Our results also show that basal cell lines are sensitive to HDAC inhibitors. Accordingly, histone deacetylase was previously identified as a potential drug target in basal BLCA [42]. Within the CCLE drug screen, CHK1 inhibitors presented promising effects against basal cell lines. This result is supported by a recent study that showed CHK1 inhibitors being effective against basal-like breast cancer [43]. Interestingly, HDAC1/2 are known to sustain the phosphorylation and thus the activity of the checkpoint kinases CHK1/2, providing a link between these targets in BLCA [44]. MTOR inhibitors are effective in the growth inhibition of BLCA cell lines in general, but no distinct subtype-specific inhibitory effect was observed in this study [45,46], which is in line with other subtype-specific studies with mTOR inhibitors [47].
Concerning the luminal cell lines, Umbralisib (PI3K inhibitor) and MK-886 (lipoxygenase inhibitor) displayed no luminal-specific dose-dependent effect despite both pathways being known to be altered in BLCA [4,48]. The FGFR inhibitor PD-173074 proved to be a lead compound with efficacy against luminal BLCA cell lines in the CCLE HCS. In line with this, previous studies have identified FGFR alterations mainly in luminal bladder cancer [18,24,49]. Currently, the FGFR inhibitor Erdafinib is FDA-approved for advanced or metastatic BLCA patients with FGFR3 or FGFR2 mutations who have progressed in platinum-containing chemotherapy [50]. Luminal CCLE cells also displayed a distinct sensitivity toward MDM2 inhibitors.

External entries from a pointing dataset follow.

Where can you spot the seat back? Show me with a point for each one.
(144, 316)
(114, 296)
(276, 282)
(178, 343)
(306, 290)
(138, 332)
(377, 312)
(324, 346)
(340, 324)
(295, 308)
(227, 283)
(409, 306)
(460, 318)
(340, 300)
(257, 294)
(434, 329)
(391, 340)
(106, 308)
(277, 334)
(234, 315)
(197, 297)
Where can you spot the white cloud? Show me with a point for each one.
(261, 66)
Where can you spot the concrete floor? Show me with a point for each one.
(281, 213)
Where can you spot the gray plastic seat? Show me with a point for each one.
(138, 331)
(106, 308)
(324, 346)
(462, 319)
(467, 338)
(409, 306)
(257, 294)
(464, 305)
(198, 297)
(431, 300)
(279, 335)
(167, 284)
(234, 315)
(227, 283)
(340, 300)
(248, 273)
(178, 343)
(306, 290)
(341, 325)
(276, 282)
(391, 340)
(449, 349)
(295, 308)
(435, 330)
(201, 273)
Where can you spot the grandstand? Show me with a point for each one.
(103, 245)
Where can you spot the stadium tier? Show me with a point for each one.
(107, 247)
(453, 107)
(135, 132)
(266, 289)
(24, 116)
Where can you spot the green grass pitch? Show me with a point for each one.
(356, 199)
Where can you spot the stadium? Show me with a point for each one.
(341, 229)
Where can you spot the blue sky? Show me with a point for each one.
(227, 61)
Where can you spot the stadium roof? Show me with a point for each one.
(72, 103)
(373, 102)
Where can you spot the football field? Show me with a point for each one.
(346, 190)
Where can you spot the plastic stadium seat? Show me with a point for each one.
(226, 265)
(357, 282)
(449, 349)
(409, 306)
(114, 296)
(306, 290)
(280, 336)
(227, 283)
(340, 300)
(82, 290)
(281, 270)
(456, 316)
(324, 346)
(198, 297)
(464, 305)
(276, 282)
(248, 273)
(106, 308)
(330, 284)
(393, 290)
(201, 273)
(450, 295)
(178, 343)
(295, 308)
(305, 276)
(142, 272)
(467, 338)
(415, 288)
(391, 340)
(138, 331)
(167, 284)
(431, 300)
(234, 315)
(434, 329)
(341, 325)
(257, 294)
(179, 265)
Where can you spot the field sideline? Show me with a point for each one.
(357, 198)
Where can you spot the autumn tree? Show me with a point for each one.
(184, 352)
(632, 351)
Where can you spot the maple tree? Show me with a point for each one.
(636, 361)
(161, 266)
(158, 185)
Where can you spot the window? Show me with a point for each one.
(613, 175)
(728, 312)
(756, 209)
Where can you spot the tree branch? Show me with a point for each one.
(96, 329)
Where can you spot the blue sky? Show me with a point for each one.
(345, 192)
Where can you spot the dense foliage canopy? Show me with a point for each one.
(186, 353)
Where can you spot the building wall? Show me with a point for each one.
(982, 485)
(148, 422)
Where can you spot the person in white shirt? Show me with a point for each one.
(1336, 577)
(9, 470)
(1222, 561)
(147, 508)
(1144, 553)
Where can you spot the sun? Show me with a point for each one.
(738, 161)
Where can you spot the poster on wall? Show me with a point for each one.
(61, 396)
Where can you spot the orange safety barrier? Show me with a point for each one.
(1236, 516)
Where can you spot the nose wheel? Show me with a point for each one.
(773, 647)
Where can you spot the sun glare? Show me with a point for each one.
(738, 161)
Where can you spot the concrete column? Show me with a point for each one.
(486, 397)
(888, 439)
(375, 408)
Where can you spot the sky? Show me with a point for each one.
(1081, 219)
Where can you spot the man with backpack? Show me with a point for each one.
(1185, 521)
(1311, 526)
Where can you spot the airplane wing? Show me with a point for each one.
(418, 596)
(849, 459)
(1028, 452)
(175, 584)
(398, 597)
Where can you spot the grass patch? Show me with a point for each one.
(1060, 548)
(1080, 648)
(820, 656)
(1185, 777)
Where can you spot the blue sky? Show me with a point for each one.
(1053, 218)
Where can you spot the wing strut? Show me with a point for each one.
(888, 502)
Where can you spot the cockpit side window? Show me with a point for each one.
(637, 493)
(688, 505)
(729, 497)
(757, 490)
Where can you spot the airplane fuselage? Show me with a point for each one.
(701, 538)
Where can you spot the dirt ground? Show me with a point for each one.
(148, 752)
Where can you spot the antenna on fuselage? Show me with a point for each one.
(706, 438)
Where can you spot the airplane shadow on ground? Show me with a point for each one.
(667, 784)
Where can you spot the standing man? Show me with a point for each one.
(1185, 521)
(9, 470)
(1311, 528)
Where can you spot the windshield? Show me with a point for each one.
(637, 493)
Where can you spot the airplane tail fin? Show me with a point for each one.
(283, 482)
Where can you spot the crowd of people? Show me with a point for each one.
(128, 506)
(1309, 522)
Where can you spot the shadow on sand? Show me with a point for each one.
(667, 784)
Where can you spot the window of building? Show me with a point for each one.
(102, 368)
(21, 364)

Likewise, the TCGA MIBC study showed major MDM2 pathway activity mainly in luminal muscle-invasive BCLA patients [4]. Thus, MDM2 inhibitors may prove to be effective anticancer agents for luminal BLCA patients.
Finally, we demonstrated a novel approach using enrichment analysis based on in-vitro drug response data. To date, drug set enrichment analyses were mainly used for the assessment of drug-induced gene expression signatures [51]. High-content drug screens generate large in vitro response data, facilitating enrichment analyses of focused target-based drug sets via the GSEA ranking algorithm. Similar to gene signatures, the enrichment of drug sets provides functional information. In contrast to single-agent analyses, the enrichment analyses link the common cellular target to the subtype-specific action of a drug class or drug set. This method can be adopted for phenotypic and target-based HCS drug discovery.
In conclusion, we demonstrated that phenotypic HCS drug discovery targeting BLCA subtypes can identify novel subtype-specific treatment options and reproduce known BLCA drug sensitivities (Figure 6). In particular, we identified integrins as a likely driver of the mesenchymal-like subtype in BLCA, with integrin inhibitor SB273005 displaying an exclusive inhibition of cell growth in mesenchymal-like BLCA cell lines. Subtype-directed HCS is a viable approach for the discovery of subtype-specific BLCA inhibitors, with the potential of accelerating the translational pace from bench to bedside. The results herein provide rationales for novel stratified precision medicine approaches as a framework for prospective validation in clinical trials.

4. Methods and Materials

4.1. Transcriptome Expression Analyses and Molecular Subtyping

Whole transcriptome RNA-seq data of 36 CCLE bladder cancer cell lines were obtained via DepMap Portal (DepMap Public 18Q4, accessed on 20 December 2018) [12]. Transcriptome expression analysis of the BLA-40 cell lines, a bladder cancer cell line cohort characterized independently of the CCLE, was performed by Affymetrix U133A arrays as described before [10]. All data were normalized and log2-transformed. In order to avoid redundancy in the subtype clustering and enrichment analyses, we omitted UMUC3e, 253jp, and 253jlaval from the BLA40 cell line cohort. Since UMUC2 is known to be a T24 contaminant, this cell line was also not included. Finally, we used a total of 36 cell lines from the BLA-40 dataset.
Bladder cancer cell lines were classified into the major molecular subtype taxonomies (MDA, Lund, TCGA, and Consensus classifiers) using the R-packages “BLCAsubtyping” and “ConsensusClassifier” available on GitHub [4,5,18,20]. In a second step, we assigned each cell line to its predominant molecular subtype. For this assignment, concordance of at least 3 of the 4 classifiers was required. Some subtypes within the classifiers were considered to be equivalent (e.g., the genomically unstable subtype based on the Lund classifier corresponds to the TCGA or MDA luminal subtype) [5,20]. This method showed high concordance between the CCLE and BL-40 cell lines and aligned with clinically validated MIBC subtypes.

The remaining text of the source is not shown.